Performance reviews are important tools in assessing the productivity and value offered to a company by its employees. They require the use of metrics that can be measured, documented, and compared to get an accurate idea of what an employee/team’s contributions are truly worth. Testers and QA teams, much like all other employees, should also be subject to the scanner to ensure that they are contributing adequately to the development efforts. As such, choosing the right metrics is paramount in ensuring that the QA team's efforts are being duly recognized and measured.
There are many models and approaches available to assess QA team’s performance, one way could be using the following metrics:
1. Defect Leakage:
This metric measures the share of defects that were not identified during System Testing (ST) but were recognized as part of User Acceptance Testing (UAT) or production environment. In other words, this is a measure of defects found after the deployment of the software. The formula for calculating defect leakage is:
DLP = (total defects found in UAT)/(total defects found in ST + total defects found in UAT)
2. Defect Rejection Ratio:
Using this metric, we get an understanding of how many defects identified were "worth resolving" by the developer. It is the ratio of total defects rejected by the developer to the total defects identified by tester. DRR is calculated as below:
DRR = (total rejected defects)/(total defects)
3. Test Execution Cycle Time:
This is the time required to execute the test cases for a standard release. One can observe whether this time is gradually increasing/ decreasing across multiple releases. A decrease in the test cycle time means that QA is finding new ways to verify the same functionality in less time.

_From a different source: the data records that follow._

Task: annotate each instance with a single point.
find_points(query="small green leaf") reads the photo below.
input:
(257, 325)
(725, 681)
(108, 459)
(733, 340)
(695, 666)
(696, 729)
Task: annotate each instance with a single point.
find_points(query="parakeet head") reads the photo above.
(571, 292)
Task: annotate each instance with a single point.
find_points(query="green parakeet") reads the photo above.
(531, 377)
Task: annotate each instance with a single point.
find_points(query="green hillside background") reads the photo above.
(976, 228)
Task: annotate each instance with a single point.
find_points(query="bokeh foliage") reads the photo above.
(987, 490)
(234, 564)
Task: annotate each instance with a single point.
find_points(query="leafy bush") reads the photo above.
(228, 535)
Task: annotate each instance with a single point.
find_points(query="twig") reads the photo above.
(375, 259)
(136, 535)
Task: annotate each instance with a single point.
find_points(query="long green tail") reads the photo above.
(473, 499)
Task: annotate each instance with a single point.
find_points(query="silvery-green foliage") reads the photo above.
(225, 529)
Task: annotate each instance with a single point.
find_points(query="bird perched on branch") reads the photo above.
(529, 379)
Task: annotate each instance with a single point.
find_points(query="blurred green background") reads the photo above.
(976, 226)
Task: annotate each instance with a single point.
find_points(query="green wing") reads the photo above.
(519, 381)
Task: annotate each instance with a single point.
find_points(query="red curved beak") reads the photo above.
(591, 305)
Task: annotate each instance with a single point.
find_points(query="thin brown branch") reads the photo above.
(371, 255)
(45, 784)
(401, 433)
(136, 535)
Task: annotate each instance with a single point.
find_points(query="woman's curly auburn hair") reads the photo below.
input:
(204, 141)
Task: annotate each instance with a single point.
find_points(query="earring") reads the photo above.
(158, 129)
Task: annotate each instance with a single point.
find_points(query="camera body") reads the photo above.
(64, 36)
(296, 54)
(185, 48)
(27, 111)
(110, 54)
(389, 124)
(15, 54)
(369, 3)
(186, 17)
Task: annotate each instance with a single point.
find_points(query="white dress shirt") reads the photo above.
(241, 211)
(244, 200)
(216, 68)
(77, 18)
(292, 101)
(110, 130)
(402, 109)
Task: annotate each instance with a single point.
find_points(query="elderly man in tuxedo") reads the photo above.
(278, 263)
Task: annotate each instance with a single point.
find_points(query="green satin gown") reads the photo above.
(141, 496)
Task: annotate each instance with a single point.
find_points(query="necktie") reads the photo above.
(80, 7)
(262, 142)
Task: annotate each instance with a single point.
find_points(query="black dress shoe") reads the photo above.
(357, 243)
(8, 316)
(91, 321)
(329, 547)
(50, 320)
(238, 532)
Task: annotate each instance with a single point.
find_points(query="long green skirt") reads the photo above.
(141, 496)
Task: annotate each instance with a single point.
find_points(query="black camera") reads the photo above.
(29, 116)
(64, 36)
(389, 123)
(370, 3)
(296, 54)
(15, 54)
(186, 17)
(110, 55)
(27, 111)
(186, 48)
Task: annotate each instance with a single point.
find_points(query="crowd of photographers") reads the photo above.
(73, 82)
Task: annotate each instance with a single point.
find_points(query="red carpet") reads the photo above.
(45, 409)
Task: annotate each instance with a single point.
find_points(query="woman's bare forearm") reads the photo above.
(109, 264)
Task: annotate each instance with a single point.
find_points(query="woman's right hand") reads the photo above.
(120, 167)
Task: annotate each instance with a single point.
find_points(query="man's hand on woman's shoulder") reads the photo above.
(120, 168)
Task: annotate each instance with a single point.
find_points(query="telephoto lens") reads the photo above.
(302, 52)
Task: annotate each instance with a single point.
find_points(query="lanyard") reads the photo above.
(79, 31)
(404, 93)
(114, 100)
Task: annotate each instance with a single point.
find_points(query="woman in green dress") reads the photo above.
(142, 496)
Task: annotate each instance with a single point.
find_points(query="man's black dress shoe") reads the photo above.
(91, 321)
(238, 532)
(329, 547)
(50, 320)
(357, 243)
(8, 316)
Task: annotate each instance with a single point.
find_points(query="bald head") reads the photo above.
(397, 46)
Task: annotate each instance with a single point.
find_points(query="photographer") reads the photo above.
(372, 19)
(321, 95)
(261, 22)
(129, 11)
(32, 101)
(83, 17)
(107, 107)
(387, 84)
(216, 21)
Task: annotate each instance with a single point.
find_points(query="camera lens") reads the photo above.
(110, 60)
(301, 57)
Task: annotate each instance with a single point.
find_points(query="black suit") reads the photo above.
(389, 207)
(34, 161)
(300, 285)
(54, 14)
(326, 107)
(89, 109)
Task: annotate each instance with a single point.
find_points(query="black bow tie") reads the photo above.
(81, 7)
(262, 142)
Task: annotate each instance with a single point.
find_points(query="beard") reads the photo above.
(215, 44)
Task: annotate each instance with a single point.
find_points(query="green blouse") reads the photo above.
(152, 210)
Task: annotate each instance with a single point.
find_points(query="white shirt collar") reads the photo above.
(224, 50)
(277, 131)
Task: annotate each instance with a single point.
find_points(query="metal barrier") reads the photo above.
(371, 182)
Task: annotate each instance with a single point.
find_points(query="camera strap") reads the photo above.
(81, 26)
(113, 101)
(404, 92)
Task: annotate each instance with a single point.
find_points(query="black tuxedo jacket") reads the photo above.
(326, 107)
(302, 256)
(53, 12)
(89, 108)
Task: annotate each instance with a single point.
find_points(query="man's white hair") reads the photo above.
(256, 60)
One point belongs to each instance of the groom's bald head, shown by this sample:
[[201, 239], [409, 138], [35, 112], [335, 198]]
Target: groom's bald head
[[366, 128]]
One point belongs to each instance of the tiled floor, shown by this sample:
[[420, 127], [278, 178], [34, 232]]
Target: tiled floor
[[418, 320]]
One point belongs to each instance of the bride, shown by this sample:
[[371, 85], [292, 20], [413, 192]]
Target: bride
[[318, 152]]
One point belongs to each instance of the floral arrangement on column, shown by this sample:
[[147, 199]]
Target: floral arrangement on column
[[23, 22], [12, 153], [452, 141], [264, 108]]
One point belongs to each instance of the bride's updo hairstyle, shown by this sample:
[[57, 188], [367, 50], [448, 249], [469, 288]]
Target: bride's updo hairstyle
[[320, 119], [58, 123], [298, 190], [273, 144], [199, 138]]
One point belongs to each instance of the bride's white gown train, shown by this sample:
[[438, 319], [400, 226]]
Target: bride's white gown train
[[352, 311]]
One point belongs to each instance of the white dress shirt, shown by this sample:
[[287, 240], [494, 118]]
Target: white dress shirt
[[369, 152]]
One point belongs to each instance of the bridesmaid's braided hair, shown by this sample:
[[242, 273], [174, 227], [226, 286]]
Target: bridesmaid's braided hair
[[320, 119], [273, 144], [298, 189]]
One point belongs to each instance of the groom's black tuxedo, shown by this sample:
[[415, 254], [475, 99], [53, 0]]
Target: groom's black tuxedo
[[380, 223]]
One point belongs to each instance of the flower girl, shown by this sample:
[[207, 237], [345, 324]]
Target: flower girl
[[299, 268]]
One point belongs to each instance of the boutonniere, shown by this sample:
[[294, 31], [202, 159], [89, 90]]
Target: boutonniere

4. Test Execution Productivity:
TEP is a measure of the amount of testing achieved per unit time. It is the ratio of the total number of test cases executed to the total effort applied. Total effort is always calculated in terms of hours. Its formula is:
TEP = (number of test cases executed)/(total effort applied for execution of tests)
5. Error Discovery Rate:
Error Discovery Rate (EDR) measures the coverage of test cases employed. It measures the number of defects identified per test case. Higher the number of identified defects, higher is the coverage of the test case. One issue with this metric is that it fails in cases where code being tested is perfect in its current form.
EDR = (number of defects identified)/single test case
There is no single straightforward way of measuring a QA team's success/effectiveness. Different metrics present different insights about the team's successes and shortcomings. The ideal measure of success is, thus, an overall consideration of information provided by each of the metrics, and undeniably, a good customer feedback.